Many topics were circumvented at the London Summit and that was deemed expedient by Mr. Obama. Foreign leaders tried to alternate between mitigation of immediate bleeding and read into the mind of Mr. Obama, the apprentice crafter of foreign policy, just as the paroled Bill Clinton during his first round of visits to Europe. Free trade was affirmed as a common principle, but the environment was shoved to the backburner. And the crucial question, or “change we can believe in” from American side, the sum and substance of it all was not addressed in good enough detail: how could a stable financial system, an integrated, but lightly regulated supra-national, financial system in search of forum shopping and national financial autonomy could be compatible or sustainable in a global system? Especially without a commonly defined early warning system? And what happens to so-called classic economic theories, when two-thirds of world producers exceed sermons of IMF on overall debt limit vs. total GDP and expect relatively small economies (Russia, China) to rescue Europe and U.S.A.?
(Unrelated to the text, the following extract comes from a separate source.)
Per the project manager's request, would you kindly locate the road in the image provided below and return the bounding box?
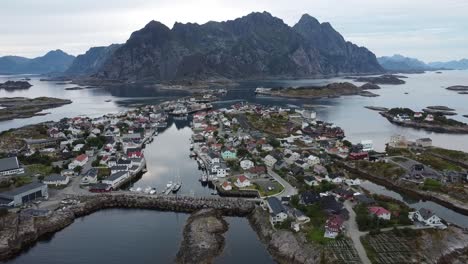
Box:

The quick rounds of political posturing, in 20-minute installments, are not exactly the stuff of assessable political performance. It was just a preamble and a feeler meeting over lunch. Mr. Obama is preoccupied with volatility back home, at the end of his first quarter on the job. The ranks of unemployed Americans are expanding at the rate of about 33,000 people every workday and pressure is building up. As such, the novice earns the middle grade of five plus extra credit for posturing towards being a consensus builder and a listener. He might not be well set to tame the politico-socio-economic monster that is looking at him squarely in the face, and perhaps he needs more than a smile to deal with it.